Medicines certainly feature strongly in the charity’s work. Its Care Home Charter for Medicines was developed with the aim of improving how care homes across the UK manage medicines. Its suite of resources, available on its website, include resident and family, and staff versions, checklists and guidance. The charter is endorsed by, among others, the Community Pharmacy Patient Safety Group and the Royal Pharmaceutical Society. 

The organisation publishes 23 online resources of information and signposting to further advice. These include Understanding your medicines and Switching to Biosimilars as well as material representing its key priorities, including Make the most of your GP appointment, Shared decision making and a toolkit to help people when setting up patient participation groups. All are produced with strong input from patients. “We bring patients together so they are involved in these things from the start,” Rachel says. “We develop guides, animations, starting with the patient view. Investing with the Patients Association raises the profile of patients’ experiences and you get a really good product at the end of it.
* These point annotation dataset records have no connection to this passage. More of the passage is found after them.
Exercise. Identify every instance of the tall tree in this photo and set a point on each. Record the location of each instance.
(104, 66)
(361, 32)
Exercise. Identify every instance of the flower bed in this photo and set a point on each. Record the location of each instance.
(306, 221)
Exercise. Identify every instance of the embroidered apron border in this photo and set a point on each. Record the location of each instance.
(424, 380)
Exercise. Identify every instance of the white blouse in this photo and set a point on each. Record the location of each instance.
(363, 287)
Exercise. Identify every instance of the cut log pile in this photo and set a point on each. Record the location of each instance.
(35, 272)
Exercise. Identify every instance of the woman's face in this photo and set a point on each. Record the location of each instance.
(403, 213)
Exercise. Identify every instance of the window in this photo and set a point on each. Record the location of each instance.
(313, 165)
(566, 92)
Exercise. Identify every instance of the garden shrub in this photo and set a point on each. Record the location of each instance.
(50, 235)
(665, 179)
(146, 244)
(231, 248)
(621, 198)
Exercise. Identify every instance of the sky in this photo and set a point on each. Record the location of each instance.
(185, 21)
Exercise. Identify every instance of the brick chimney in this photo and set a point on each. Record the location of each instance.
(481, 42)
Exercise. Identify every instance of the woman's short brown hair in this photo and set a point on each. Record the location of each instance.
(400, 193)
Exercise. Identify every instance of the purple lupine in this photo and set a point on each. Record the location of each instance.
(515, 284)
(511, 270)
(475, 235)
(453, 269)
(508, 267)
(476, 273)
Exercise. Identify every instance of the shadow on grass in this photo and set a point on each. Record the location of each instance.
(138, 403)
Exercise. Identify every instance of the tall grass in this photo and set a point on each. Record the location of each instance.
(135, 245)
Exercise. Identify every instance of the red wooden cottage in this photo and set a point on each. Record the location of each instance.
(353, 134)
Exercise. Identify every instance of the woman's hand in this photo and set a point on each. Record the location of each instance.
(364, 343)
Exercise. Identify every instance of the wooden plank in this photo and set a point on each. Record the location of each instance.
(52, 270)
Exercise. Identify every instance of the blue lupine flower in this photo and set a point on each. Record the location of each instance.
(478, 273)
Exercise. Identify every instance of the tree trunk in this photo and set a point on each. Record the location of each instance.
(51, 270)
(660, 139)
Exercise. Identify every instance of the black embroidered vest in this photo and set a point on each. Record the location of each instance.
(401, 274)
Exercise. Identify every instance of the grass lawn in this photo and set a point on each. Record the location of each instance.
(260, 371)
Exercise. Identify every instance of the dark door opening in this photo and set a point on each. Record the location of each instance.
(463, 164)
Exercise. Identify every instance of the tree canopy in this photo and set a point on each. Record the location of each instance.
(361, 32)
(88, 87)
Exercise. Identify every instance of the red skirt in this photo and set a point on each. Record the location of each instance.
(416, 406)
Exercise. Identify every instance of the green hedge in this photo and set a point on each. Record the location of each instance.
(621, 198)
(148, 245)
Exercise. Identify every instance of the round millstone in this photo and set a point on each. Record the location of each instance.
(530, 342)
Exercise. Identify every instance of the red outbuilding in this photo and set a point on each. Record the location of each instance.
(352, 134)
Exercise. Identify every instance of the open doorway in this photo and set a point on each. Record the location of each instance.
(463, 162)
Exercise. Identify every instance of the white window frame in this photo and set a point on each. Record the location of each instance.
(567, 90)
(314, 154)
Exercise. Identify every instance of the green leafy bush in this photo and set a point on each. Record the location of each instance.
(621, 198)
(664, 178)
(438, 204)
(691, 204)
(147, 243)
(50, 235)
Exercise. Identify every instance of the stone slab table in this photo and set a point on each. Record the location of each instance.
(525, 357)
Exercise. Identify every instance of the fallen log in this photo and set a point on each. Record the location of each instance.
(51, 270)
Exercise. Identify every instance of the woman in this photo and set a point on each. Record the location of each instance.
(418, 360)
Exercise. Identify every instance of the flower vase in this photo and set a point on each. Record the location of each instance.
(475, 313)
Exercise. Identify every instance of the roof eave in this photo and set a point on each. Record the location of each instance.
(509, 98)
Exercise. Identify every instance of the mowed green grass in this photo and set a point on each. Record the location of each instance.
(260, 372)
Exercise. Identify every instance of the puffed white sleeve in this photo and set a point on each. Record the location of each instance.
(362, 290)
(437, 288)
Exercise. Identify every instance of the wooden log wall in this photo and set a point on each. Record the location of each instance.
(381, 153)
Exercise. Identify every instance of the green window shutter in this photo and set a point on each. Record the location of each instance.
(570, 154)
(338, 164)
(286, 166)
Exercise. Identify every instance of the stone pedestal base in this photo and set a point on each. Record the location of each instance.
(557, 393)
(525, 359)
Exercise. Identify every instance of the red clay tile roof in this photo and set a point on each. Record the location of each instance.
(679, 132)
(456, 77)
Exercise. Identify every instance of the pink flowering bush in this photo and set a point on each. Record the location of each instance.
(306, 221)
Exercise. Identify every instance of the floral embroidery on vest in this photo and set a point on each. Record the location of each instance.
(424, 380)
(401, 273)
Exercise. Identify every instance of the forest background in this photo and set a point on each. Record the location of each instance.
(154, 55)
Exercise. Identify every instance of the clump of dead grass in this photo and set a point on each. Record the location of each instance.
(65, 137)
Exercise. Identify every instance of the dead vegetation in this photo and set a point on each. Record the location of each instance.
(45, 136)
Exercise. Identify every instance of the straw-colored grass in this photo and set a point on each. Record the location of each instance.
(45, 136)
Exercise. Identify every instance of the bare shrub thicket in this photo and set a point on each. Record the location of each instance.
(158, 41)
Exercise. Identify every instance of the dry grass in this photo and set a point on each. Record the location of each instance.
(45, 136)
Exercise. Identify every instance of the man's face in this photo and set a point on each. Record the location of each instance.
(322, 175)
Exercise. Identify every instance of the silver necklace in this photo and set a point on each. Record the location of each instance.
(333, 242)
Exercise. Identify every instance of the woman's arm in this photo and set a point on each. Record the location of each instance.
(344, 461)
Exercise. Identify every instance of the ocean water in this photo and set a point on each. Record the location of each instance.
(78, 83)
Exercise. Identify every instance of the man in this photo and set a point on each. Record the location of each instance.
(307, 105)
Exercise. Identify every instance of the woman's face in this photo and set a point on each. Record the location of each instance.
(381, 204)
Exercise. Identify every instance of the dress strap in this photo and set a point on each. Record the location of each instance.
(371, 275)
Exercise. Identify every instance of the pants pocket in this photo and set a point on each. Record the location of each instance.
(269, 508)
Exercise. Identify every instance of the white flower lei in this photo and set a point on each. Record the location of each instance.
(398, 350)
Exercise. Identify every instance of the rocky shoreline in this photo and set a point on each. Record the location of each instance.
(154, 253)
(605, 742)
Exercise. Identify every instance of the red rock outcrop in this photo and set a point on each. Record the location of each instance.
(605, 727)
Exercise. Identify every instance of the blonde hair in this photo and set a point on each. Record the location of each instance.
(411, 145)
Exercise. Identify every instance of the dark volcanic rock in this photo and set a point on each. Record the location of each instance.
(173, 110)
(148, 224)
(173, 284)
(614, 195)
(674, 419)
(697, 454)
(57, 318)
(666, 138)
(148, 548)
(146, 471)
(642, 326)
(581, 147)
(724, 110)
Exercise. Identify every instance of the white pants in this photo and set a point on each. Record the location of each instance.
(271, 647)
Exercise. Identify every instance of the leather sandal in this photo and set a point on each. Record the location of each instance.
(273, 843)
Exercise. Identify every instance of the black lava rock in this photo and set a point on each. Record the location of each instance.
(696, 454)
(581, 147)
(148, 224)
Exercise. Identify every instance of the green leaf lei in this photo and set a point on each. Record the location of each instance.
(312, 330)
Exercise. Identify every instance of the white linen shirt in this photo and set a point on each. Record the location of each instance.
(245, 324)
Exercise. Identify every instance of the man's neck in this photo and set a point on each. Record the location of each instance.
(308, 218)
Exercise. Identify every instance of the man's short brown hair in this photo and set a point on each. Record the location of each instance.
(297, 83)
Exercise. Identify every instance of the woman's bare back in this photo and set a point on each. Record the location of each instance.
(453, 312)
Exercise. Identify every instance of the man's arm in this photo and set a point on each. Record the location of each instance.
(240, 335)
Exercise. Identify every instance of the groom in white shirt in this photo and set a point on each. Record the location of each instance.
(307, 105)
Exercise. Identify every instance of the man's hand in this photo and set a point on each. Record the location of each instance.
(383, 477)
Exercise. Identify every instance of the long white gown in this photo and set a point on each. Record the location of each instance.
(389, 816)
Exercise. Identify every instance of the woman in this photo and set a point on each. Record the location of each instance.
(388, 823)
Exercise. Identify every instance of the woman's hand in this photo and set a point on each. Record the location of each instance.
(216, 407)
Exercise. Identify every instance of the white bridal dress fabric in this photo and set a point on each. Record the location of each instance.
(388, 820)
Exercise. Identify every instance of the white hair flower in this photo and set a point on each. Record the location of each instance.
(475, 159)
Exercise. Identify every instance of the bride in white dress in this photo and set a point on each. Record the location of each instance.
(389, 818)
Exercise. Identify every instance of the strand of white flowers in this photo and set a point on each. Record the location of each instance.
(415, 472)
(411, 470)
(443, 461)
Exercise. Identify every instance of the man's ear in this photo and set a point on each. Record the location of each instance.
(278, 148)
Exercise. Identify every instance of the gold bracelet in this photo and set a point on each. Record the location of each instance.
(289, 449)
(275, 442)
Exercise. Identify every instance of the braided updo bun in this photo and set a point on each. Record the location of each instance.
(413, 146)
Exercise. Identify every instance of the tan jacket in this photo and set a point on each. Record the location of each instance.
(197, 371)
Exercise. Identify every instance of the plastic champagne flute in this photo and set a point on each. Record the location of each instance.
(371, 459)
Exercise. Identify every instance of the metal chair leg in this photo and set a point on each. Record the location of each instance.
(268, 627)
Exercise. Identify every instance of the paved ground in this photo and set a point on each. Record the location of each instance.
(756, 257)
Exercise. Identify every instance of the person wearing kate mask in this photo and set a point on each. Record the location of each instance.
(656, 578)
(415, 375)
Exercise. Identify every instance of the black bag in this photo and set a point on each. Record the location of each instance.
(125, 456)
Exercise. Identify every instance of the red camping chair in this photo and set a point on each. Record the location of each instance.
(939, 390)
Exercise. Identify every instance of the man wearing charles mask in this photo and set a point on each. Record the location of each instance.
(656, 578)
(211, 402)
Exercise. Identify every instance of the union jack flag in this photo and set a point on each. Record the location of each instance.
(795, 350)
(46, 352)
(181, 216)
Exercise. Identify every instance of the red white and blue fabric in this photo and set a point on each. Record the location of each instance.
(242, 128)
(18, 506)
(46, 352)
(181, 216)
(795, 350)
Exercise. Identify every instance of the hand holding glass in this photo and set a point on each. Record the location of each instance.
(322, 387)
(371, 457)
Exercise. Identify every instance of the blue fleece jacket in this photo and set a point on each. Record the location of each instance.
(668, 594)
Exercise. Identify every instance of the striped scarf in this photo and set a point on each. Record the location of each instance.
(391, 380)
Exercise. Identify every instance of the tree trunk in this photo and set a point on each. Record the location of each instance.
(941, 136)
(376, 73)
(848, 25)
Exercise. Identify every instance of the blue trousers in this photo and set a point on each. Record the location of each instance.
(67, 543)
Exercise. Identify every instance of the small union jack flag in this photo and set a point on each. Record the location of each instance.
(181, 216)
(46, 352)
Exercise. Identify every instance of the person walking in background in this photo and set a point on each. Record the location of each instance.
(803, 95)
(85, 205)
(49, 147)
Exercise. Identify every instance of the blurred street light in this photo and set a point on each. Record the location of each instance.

“We do a lot of campaigning, a lot of partnership working; we would love to do more partnership working with pharmacy because it would help us make sure that more diverse voices are heard through our campaigns. 

“There needs to be a better partnership model; patients need to be part of that, but they also need to know what community pharmacy can do for them. Think about the statement ‘this is why I go to…’ in terms of pharmacy. We held a focus group on why people are going to A&E more often. They go because they can’t get a GP appointment, or they don’t know where to go, or because English is not their first language… If we were really clear about the role of the pharmacy, maybe rather than go to A&E to start with, a member of the family will go to the pharmacy first. 

“In all these reforms, whether its patient-initiated follow ups or virtual wards, there needs to be a real partnership with patients as they design what this looks like, because there needs to be an honest conversation about the advantages. Ultimately, it’s all down to that clinician-patient relationship, so that’s what we focus on.”